With Cloudera Data Engineering (CDE) Pipeline authoring UI, any CDE user irrespective of their level of Airflow expertise can create multi-step pipelines with combination of out of the box operators (CDEOperator, CDWOperator, BashOperator, PythonOperator). More advanced users can still continue to deploy their own custom Airflow DAGs (Directed Acyclic Graphs) as before, or use the Pipeline authoring UI to bootstrap their projects for further customization. And once the pipeline has been developed thru the UI, they are deployed and operationally managed through the same best in class APIs and job life-cycle management the users have come to expert from CDE.

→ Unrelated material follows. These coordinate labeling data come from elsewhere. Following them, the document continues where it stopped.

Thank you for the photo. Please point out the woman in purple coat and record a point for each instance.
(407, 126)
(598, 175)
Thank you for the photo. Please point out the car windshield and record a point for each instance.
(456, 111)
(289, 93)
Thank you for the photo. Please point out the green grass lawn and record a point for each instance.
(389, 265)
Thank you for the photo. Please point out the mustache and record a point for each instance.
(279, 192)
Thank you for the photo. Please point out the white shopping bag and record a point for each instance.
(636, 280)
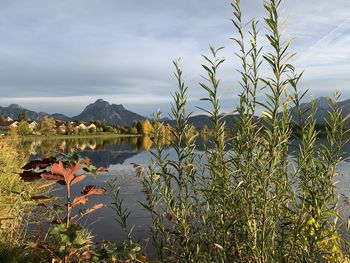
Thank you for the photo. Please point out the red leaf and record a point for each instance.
(40, 198)
(102, 169)
(41, 164)
(69, 173)
(78, 179)
(85, 161)
(57, 168)
(29, 176)
(93, 190)
(80, 200)
(92, 209)
(169, 216)
(52, 177)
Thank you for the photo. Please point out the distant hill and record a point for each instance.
(322, 107)
(117, 115)
(99, 110)
(202, 120)
(110, 113)
(14, 110)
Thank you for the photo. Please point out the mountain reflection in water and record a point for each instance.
(117, 154)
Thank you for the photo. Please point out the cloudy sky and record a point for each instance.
(58, 56)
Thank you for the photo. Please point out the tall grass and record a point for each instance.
(265, 195)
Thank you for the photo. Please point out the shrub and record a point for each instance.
(264, 195)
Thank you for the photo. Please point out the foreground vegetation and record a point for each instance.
(245, 199)
(250, 201)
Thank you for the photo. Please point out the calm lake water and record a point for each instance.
(117, 154)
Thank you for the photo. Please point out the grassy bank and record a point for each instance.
(60, 137)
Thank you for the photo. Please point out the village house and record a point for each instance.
(81, 126)
(92, 126)
(7, 125)
(33, 125)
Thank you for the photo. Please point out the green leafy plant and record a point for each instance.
(266, 192)
(67, 240)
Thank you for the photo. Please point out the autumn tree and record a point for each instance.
(147, 127)
(23, 128)
(22, 117)
(69, 128)
(47, 126)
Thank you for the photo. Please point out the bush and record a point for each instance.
(264, 195)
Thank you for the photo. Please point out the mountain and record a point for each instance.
(99, 110)
(110, 113)
(202, 120)
(14, 110)
(322, 106)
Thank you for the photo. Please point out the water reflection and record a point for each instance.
(51, 147)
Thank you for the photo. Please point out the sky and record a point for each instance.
(59, 56)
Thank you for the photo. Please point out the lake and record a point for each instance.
(117, 154)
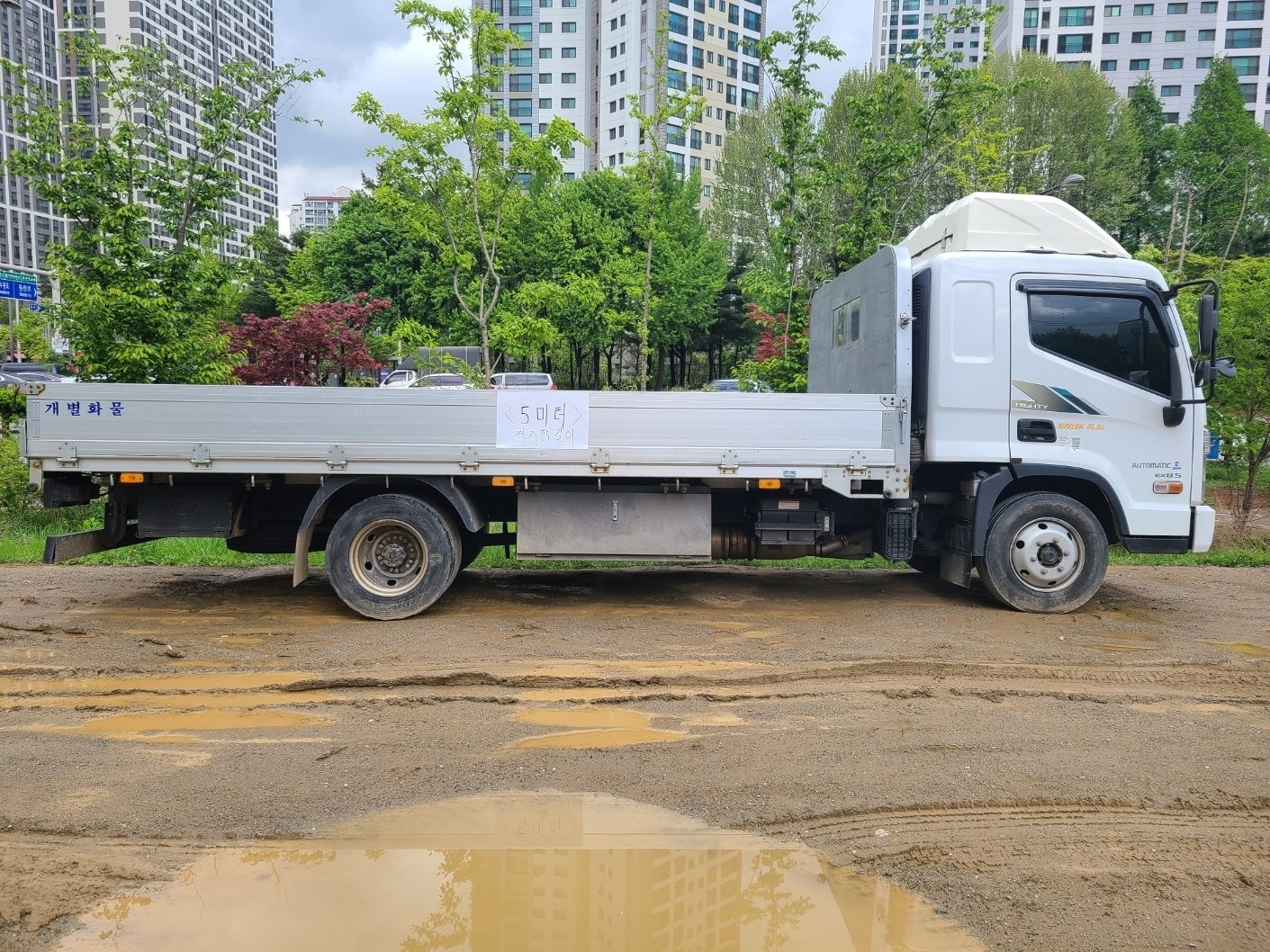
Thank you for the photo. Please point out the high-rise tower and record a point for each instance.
(590, 61)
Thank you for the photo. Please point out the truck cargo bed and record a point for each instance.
(238, 429)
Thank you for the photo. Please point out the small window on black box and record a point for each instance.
(846, 323)
(1121, 337)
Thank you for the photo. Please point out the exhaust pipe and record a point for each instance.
(739, 543)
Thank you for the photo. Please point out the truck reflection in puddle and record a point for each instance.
(522, 872)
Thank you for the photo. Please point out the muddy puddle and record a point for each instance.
(1241, 648)
(167, 708)
(590, 728)
(521, 872)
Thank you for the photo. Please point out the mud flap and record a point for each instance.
(60, 549)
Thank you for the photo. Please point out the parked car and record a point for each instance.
(734, 386)
(521, 381)
(40, 377)
(444, 381)
(401, 379)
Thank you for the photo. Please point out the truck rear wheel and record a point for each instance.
(392, 556)
(1044, 552)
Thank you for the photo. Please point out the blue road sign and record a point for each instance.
(19, 286)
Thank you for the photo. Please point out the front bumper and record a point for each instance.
(1202, 525)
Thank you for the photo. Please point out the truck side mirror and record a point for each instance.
(1208, 323)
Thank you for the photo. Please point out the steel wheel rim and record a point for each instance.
(1047, 555)
(389, 557)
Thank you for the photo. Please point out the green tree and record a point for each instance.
(463, 206)
(1220, 194)
(1147, 222)
(689, 272)
(797, 154)
(664, 120)
(139, 309)
(371, 250)
(1066, 121)
(268, 271)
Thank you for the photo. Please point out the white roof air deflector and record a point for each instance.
(991, 221)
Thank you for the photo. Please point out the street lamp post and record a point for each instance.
(1069, 182)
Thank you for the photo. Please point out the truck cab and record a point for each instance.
(1057, 373)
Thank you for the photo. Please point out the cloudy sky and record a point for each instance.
(364, 46)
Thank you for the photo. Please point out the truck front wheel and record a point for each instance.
(1044, 552)
(392, 556)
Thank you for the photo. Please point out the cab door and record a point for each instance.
(1094, 370)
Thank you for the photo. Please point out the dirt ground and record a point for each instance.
(1094, 781)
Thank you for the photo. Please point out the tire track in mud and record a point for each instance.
(896, 680)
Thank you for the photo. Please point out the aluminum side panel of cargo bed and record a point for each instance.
(111, 428)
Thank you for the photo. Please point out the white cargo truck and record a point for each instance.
(1006, 391)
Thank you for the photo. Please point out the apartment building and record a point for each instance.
(28, 36)
(1174, 42)
(590, 61)
(899, 24)
(317, 213)
(203, 36)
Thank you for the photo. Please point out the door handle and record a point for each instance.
(1037, 432)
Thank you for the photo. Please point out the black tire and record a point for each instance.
(924, 564)
(1045, 552)
(392, 556)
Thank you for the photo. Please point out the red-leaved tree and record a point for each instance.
(308, 346)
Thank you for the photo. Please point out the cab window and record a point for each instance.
(1121, 337)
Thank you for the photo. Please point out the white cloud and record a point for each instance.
(371, 51)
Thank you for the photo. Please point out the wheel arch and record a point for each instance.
(442, 491)
(1085, 486)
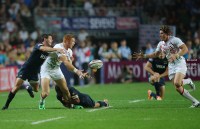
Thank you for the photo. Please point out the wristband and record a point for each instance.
(75, 70)
(144, 56)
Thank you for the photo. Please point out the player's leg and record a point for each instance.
(45, 82)
(63, 87)
(189, 82)
(150, 93)
(178, 84)
(12, 93)
(162, 91)
(100, 103)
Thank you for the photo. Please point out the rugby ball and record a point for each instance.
(95, 64)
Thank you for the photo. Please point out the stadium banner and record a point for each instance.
(112, 70)
(99, 23)
(8, 78)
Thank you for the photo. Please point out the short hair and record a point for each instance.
(45, 36)
(68, 37)
(166, 29)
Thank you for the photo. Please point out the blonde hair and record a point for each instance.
(68, 37)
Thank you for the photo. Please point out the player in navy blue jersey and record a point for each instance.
(156, 75)
(31, 68)
(78, 98)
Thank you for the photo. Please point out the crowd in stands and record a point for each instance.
(18, 33)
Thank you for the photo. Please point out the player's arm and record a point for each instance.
(183, 51)
(70, 67)
(49, 49)
(141, 55)
(148, 68)
(165, 73)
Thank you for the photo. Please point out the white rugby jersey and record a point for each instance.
(53, 61)
(171, 47)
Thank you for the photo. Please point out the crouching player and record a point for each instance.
(157, 69)
(77, 98)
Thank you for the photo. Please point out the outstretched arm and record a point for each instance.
(141, 55)
(49, 49)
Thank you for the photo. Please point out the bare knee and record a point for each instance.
(45, 94)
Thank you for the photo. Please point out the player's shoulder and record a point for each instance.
(59, 45)
(39, 44)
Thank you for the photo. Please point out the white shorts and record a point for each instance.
(180, 67)
(54, 74)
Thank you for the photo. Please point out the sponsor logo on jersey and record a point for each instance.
(160, 66)
(43, 56)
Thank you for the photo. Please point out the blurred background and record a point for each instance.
(110, 30)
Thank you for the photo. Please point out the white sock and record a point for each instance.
(42, 100)
(187, 95)
(186, 81)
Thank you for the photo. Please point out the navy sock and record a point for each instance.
(59, 97)
(10, 97)
(28, 88)
(154, 95)
(102, 103)
(157, 88)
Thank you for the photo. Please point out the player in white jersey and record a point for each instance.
(174, 49)
(51, 69)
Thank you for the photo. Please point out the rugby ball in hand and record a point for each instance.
(95, 64)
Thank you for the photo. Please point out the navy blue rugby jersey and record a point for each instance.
(36, 59)
(159, 65)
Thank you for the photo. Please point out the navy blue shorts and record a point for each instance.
(161, 83)
(25, 74)
(87, 101)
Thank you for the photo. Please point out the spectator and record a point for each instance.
(149, 49)
(125, 75)
(125, 51)
(103, 53)
(36, 34)
(13, 11)
(82, 35)
(23, 34)
(196, 48)
(10, 25)
(114, 52)
(5, 35)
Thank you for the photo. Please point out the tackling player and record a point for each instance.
(174, 49)
(79, 99)
(31, 68)
(51, 69)
(156, 75)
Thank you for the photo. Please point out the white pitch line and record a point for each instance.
(136, 101)
(99, 109)
(42, 121)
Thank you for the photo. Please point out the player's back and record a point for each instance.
(36, 59)
(53, 61)
(159, 65)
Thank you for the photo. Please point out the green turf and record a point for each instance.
(171, 113)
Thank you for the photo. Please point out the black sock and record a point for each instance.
(157, 87)
(59, 97)
(10, 97)
(102, 103)
(154, 95)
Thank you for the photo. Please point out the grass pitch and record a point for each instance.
(129, 109)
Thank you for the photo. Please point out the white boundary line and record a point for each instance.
(99, 109)
(136, 101)
(42, 121)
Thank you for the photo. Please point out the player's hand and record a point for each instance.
(172, 58)
(86, 75)
(61, 51)
(157, 75)
(138, 55)
(80, 74)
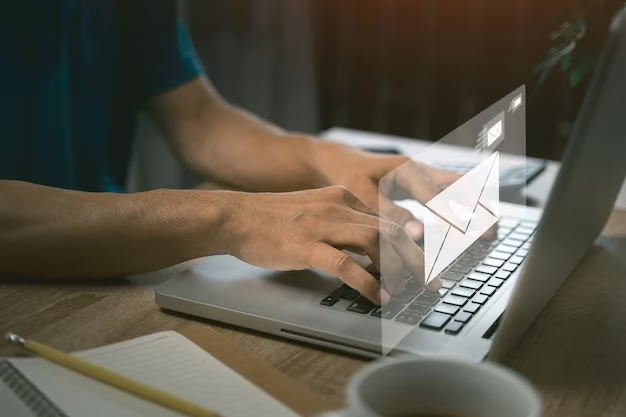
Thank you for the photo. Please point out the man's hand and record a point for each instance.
(309, 229)
(380, 179)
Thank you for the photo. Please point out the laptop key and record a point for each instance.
(455, 300)
(507, 249)
(516, 260)
(472, 284)
(463, 317)
(418, 308)
(495, 282)
(500, 255)
(391, 309)
(507, 222)
(487, 290)
(461, 269)
(404, 297)
(503, 232)
(464, 292)
(427, 298)
(486, 269)
(329, 301)
(493, 262)
(362, 306)
(454, 327)
(530, 224)
(479, 276)
(471, 307)
(470, 262)
(519, 236)
(447, 309)
(409, 318)
(509, 267)
(525, 230)
(501, 274)
(452, 276)
(512, 242)
(479, 299)
(446, 283)
(435, 321)
(351, 295)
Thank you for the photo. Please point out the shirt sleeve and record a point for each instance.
(160, 47)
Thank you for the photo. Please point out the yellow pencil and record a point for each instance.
(111, 378)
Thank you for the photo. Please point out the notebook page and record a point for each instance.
(167, 361)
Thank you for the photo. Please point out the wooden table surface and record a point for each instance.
(575, 353)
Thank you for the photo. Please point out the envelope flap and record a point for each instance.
(457, 203)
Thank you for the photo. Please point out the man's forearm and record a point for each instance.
(51, 232)
(223, 142)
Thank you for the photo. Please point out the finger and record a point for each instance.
(415, 179)
(409, 252)
(359, 205)
(413, 227)
(333, 262)
(365, 239)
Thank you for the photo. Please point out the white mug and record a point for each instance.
(439, 387)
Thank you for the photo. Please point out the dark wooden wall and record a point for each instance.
(420, 68)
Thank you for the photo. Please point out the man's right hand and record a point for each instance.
(309, 229)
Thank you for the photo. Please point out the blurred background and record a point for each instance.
(416, 68)
(413, 68)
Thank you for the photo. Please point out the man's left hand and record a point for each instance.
(380, 179)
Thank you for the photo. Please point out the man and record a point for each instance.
(74, 74)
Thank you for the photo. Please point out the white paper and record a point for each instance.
(167, 361)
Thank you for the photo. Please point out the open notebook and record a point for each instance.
(167, 361)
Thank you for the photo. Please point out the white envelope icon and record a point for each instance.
(460, 215)
(494, 133)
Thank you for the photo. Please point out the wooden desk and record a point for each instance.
(575, 353)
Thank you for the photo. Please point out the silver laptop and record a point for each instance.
(492, 292)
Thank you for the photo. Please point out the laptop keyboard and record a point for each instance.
(467, 284)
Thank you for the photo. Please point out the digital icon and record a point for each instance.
(494, 133)
(515, 103)
(458, 216)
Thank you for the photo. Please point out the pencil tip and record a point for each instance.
(15, 339)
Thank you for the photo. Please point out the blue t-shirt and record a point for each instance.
(73, 76)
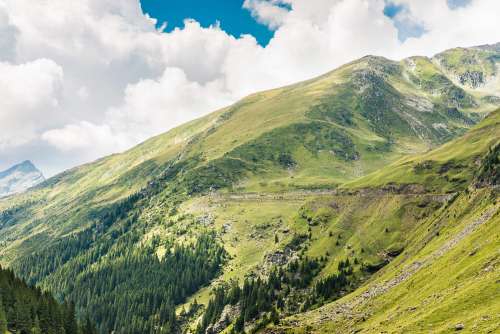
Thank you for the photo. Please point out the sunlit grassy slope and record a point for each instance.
(362, 162)
(447, 278)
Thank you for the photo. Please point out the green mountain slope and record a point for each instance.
(338, 167)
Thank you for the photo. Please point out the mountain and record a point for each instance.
(269, 213)
(18, 178)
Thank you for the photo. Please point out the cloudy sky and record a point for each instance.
(85, 78)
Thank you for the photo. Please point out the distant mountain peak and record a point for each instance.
(19, 178)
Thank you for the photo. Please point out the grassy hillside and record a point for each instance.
(444, 281)
(318, 185)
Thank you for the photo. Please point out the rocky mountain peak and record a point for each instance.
(19, 178)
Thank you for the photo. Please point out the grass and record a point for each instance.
(359, 129)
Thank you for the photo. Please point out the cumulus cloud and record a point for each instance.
(268, 12)
(125, 81)
(29, 100)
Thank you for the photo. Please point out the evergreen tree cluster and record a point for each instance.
(27, 310)
(332, 286)
(261, 300)
(116, 279)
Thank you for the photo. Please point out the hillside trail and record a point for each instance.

Airflow has been adopted by many Cloudera Data Platform (CDP) customers in the public cloud as the next generation orchestration service to setup and operationalize complex pipelines. Until now, the setup of such pipelines still required knowledge of Airflow and the associated python configuration. As a result users tended to limit their pipeline deployments to basic time-based scheduling of Spark jobs, and steered away from more complex multi-step pipelines that are typical of data engineering workflows. The CDE Pipeline authoring UI abstracts away those complexities from users, making multi-step pipeline development self-service and point-and-click driven. Providing an easier path than before to developing, deploying, and operationalizing true end-to-end data pipelines.
This feature is in Preview and available on new CDE services only. When creating a Virtual Cluster a new option allows you to enable the Airflow authoring UI.